Agent Clough explained that by under-reporting, the taxpayers had failed to report their Self-Employment earnings on Schedule SE. So anyone who is self-employed in a foreign country that imposes Social Security taxes must also report his liability for self-employment taxes on the SE schedule. This requirement can only mean that the Totalization (or Bilateral) Agreement between Spain and the United States is mute!
In his 2010 book – The Tax Reform Alternative (www.offshorepress.com) – the author has written: ‘The Internal Revenue Code contains more than 3.4 million words; printed 60 lines to the page, it would fill more than 7,500 letter size pages. To conserve space, the tax code uses extensive cross-referencing to other parts of the tax code as a substitute for explaining the cross reference in any semblance of English. This forces readers to look up numerous other parts of the tax code in order to understand the scope of any section with cross references.

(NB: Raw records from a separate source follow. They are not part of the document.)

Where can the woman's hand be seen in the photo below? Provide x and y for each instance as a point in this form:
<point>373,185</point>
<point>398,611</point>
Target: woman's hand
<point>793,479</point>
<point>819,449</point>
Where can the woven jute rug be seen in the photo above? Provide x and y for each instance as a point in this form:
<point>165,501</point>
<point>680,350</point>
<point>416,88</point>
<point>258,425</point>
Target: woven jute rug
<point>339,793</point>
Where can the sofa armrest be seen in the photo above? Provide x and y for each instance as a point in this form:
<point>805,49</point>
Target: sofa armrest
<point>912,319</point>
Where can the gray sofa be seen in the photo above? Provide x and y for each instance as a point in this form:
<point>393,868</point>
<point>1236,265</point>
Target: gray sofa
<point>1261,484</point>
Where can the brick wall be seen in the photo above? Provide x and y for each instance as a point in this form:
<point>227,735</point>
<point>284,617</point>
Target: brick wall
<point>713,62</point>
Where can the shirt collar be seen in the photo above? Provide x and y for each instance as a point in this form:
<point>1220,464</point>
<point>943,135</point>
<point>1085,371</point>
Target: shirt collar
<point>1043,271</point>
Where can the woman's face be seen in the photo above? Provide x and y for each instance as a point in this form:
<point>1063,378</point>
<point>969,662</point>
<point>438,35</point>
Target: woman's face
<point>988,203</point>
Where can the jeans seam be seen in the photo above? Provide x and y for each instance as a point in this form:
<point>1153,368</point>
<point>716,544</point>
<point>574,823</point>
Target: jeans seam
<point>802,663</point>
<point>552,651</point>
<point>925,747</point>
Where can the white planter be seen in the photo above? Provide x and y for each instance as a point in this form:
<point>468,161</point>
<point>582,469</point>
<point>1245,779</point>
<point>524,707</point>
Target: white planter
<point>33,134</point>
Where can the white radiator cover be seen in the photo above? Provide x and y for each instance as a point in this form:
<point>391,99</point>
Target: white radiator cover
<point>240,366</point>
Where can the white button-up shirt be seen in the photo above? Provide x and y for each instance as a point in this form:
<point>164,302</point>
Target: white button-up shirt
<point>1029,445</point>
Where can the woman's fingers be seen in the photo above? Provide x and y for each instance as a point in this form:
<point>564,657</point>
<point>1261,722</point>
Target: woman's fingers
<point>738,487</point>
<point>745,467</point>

In spite of this mountain of verbiage, every citizen is presumed to be familiar with the entire US Tax Code. … Ignorance of the law is not an excuse for the imposition of numerous burdensome civil penalties.’
Given that IRS endorses such a draconian theory of jurisprudence in imposing harsh penalties on anyone they deem as having failed to comply with an incomprehensible system of rules and regulations, the Service can apparently victimize anyone at any time with impunity. Further, if James and Isabel Platt can be arbitrarily taxed by a taxing authority whose tortuous conduct effectively denies them a defensive platform, they might be tempted to pay the IRS for the sake of their own sanity. If they cannot win the argument, they can at least stop the dunning notices.